Dwight acaba atendendo aos apelos de sua tripulação e decide voltar aos EUA, para que todos morram em sua pátria. Despede-se de Moira, que da orla o assiste partir no Sawfish. On the Beach é um dos raros filmes que exploram com sensibilidade o drama da iminência do holocausto nuclear, abordando tema similar ao de O Sacrifício (Offret, 1986), de Andrei Tarkovsky. Planos por vezes inclinados, a câmera desnivelada, combalida, traduzem a melancolia de uma civilização no corredor da morte. O filme termina com imagens da bela Melbourne deserta, seguidas de uma mensagem explícita, endereçada diretamente ao espectador da década de 50: a praça de reuniões, agora completamente vazia, ainda ostenta a faixa cujos dizeres ganham novo significado: “Ainda há tempo... irmão.”

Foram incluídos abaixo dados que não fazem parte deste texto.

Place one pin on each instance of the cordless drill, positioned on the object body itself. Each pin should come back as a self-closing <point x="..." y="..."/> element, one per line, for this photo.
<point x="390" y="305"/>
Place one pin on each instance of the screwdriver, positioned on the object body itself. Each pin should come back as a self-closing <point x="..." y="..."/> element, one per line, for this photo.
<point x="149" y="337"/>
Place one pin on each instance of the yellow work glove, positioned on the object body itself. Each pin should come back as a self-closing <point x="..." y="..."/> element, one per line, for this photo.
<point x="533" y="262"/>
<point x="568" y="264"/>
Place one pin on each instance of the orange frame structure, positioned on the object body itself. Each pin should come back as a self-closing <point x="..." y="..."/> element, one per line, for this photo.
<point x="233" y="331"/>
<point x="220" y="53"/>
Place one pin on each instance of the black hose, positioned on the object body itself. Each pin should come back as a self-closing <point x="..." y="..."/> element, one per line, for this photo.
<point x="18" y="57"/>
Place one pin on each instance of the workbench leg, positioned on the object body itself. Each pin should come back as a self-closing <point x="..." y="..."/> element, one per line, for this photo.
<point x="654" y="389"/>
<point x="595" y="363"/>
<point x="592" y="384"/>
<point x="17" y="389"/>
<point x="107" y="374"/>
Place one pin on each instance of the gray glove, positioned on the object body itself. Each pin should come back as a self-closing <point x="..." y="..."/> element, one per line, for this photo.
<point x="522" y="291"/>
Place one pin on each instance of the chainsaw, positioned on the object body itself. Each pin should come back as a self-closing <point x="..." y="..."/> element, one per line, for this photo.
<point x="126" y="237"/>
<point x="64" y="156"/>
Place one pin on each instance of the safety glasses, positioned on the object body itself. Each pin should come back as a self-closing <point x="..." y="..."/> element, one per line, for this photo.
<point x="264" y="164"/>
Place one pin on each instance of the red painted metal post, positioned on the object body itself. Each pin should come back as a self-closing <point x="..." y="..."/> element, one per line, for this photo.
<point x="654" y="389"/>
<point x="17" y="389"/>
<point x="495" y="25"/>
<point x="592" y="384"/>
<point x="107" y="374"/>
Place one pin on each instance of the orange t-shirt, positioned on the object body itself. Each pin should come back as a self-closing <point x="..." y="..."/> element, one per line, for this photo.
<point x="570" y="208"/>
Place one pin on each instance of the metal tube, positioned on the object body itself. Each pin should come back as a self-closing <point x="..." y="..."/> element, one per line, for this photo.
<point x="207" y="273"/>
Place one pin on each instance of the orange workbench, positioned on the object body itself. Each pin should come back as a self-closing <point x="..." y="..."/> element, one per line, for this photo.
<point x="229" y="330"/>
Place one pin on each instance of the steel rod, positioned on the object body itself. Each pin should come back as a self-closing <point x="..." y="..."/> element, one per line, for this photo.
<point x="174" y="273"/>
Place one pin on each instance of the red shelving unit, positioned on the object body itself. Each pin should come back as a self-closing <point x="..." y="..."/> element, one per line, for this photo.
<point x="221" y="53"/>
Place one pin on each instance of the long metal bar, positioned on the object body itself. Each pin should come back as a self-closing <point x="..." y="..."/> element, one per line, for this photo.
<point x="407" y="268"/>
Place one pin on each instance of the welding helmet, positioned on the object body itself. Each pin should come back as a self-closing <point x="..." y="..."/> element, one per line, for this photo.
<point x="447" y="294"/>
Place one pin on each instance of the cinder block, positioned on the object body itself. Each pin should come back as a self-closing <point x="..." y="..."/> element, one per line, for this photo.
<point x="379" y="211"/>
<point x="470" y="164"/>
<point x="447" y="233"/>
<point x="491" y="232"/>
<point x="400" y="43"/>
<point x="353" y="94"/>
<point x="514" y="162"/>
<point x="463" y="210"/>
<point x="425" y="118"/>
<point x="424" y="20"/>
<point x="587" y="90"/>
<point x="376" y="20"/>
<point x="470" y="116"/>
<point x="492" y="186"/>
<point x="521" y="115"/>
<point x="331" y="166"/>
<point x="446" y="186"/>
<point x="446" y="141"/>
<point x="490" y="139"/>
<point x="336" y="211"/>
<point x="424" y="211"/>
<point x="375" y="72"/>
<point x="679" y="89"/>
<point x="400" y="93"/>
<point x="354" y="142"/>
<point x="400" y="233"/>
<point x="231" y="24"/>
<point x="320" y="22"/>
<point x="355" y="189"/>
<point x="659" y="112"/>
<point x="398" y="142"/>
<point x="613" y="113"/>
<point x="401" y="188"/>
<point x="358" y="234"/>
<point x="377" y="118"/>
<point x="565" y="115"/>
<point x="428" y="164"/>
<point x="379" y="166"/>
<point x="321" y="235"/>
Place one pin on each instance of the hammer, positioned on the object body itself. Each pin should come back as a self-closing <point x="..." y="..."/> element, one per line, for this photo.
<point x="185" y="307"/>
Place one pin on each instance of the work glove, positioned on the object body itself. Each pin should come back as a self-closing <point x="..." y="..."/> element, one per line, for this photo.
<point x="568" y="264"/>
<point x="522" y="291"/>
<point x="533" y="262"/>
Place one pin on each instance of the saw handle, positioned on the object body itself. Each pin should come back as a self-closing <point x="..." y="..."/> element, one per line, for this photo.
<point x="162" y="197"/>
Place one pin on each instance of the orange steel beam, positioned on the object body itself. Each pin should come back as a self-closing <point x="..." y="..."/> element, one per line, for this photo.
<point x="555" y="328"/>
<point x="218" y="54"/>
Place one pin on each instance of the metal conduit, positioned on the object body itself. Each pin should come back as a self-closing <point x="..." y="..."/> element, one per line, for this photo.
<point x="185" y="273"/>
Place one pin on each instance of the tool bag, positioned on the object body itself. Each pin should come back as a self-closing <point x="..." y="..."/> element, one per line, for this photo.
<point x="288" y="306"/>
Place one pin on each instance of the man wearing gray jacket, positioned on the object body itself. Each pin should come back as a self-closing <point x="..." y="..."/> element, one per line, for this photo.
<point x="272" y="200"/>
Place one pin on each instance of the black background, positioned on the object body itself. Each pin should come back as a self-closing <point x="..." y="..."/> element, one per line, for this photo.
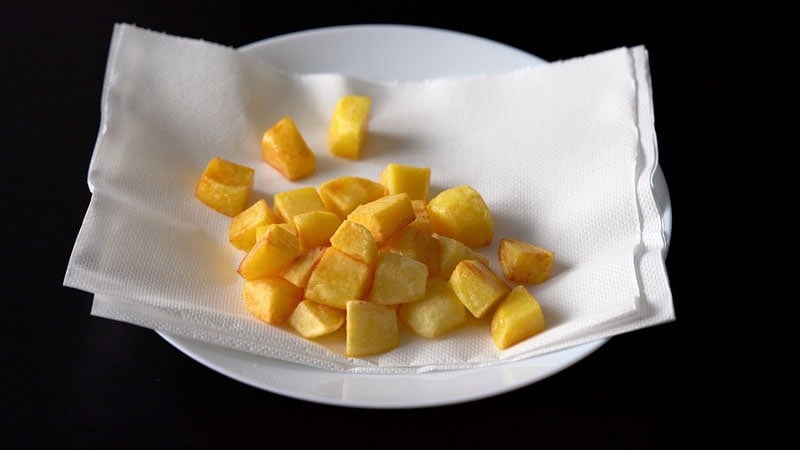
<point x="73" y="380"/>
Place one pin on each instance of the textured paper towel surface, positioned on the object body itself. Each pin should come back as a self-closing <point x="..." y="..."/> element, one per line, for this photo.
<point x="563" y="154"/>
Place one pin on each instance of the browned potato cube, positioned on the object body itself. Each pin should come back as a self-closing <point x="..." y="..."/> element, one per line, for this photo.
<point x="436" y="313"/>
<point x="371" y="329"/>
<point x="271" y="299"/>
<point x="477" y="286"/>
<point x="524" y="263"/>
<point x="283" y="147"/>
<point x="225" y="186"/>
<point x="518" y="317"/>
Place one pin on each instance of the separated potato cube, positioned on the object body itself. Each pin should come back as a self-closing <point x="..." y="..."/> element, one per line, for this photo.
<point x="283" y="148"/>
<point x="477" y="286"/>
<point x="371" y="329"/>
<point x="348" y="127"/>
<point x="271" y="299"/>
<point x="517" y="317"/>
<point x="524" y="263"/>
<point x="312" y="319"/>
<point x="270" y="255"/>
<point x="225" y="186"/>
<point x="461" y="213"/>
<point x="436" y="313"/>
<point x="398" y="279"/>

Segundo informações de bastidores publicadas no Internet Movie Database (http://www.imdb.com/), a marinha americana não cooperou com a produção de On the Beach e, ao invés de um submarino nuclear, foi usado nas filmagens um submarino diesel-elétrico britânico, o HMS Andrew. O filme foi rodado parcialmente em Berwick, no subúrbio de Melbourne, e algumas ruas que estavam sendo construídos naquela época acabaram ganhando nomes inspirados no filme, como Gardner Street, Shute Avenue e Kramer Drive. De acordo com Philip R. Davey, autor de When Hollywood Came to Melbourne: The Story of the Making of Stanley Kramer's On The Beach, Stanley Kramer teve muitos problemas com os milhares de banhistas curiosos que circundavam as filmagens e aplaudiam os atores. Na tentativa de se aproximar de Ava Gardner, muitos entravam em cena e obrigavam o diretor e sua equipe a repetir várias tomadas. On the Beach também foi o filme em que Fred Astaire fez seu primeiro papel dramático, fora do musical.
[1] ”The war started when people accepted the idiotic principle that peace could be maintained by arranging to defend themselves with weapons they couldn't possibly use without committing suicide.”